NID launches partnership with Saint Joseph's University
“I survived!” exclaimed Caitlin Slover, reflecting on her first year as a classroom teacher. We met Caitlin and 13 other teaching fellows through the Alliance for Catholic Education at Saint Joseph University’s (ACESJU) –an innovative, two-year service through teaching program that gives college graduates the opportunity to serve as full-time teachers in Philadelphia urban Catholic schools while pursuing a master’s degree in education.
SJU’s Associate Dean of Education Jeanne Brady asked Need in Deed to offer service-learning training and support to the ACESJU fellows as part of the preparation for their second year of service in their respective schools. NID program staff facilitated three workshops this summer to orient the group to our practice and methods.
As a way of getting to know this new cohort of teachers, NID program staff led the fellows in a reflection activity in which they shared their experiences from their first year.
“I was surprised at how many variables are likely to affect my day,” said Beca Martinez, who taught 3rd grade last year.
“Teaching consumed my life,” said Valerie Luckey. She spoke for many in describing the challenges of finding work-life balance amidst the rigors of teaching and learning.
Sometimes compared with Teach for America, the ACE model, first launched at Notre Dame in 1994, is designed to preserve and revive Catholic school education by providing a steady infusion of highly-trained, quality Catholic school teachers into the Catholic school system.

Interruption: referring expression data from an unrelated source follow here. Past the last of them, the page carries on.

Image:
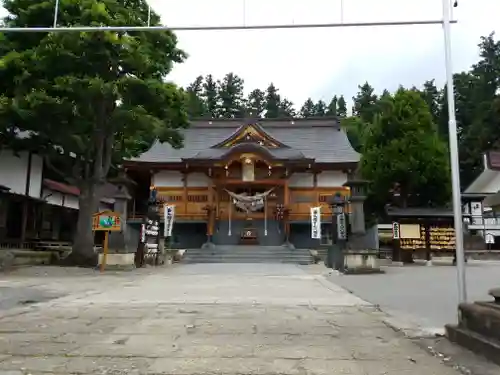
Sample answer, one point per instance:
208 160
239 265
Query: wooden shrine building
295 164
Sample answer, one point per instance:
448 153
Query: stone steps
478 329
248 254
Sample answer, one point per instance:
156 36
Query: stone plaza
199 319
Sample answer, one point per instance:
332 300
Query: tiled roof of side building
321 139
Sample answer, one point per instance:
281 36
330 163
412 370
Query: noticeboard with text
106 221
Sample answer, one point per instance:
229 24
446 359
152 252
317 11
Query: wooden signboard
106 221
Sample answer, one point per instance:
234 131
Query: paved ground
427 296
202 319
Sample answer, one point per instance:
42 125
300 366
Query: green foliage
402 146
231 97
87 100
341 107
307 109
365 103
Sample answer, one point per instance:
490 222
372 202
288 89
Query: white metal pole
455 170
56 11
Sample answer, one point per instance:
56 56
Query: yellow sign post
106 221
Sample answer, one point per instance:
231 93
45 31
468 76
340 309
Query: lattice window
170 198
198 198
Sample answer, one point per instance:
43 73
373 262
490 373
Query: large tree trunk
83 253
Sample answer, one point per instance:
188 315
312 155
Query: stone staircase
248 254
479 328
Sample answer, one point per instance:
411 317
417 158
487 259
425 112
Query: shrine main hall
240 181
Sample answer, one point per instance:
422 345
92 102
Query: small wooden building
299 162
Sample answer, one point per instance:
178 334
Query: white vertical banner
341 227
316 223
169 216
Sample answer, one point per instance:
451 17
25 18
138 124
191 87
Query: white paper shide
316 223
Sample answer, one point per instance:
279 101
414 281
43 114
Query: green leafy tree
196 106
307 109
341 107
355 128
432 97
89 100
402 146
273 102
332 107
232 102
365 103
320 109
286 109
210 96
256 103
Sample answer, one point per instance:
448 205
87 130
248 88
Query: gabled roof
320 139
251 132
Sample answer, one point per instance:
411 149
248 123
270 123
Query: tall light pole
455 170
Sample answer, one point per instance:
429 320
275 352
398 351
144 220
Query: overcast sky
323 62
319 63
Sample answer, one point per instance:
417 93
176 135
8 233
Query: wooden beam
250 183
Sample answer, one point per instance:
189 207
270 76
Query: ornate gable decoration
251 134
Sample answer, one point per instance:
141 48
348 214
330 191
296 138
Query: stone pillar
357 200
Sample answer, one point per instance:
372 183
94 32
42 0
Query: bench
57 246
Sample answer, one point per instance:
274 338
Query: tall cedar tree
402 146
96 97
231 96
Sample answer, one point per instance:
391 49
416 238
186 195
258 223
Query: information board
106 221
442 238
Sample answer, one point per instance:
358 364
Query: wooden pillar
211 212
286 201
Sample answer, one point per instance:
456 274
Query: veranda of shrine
300 163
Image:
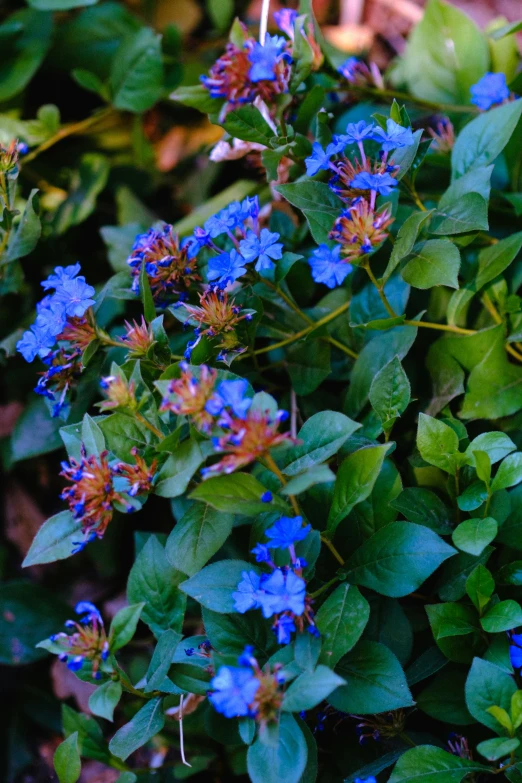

Says Jeanne Brady, “We are extremely pleased with our partnership with Need in Deed. Saint Joseph’s University shares a mission with NID to empower teachers to be reflective practitioners, students' advocates and activists for change who think and act beyond the classroom and to serve the children and their families within the community.”
Michael O’Connor, Assistant Director of Programs for ACESJU adds, “NID is a fantastic addition to our program’s emphasis on community. Our fellows use their own intentional community as a support for their teaching, but NID’s training encourages our fellows to engage the school and neighborhood communities to enhance their own teaching and the academic, moral and civic development of their students.”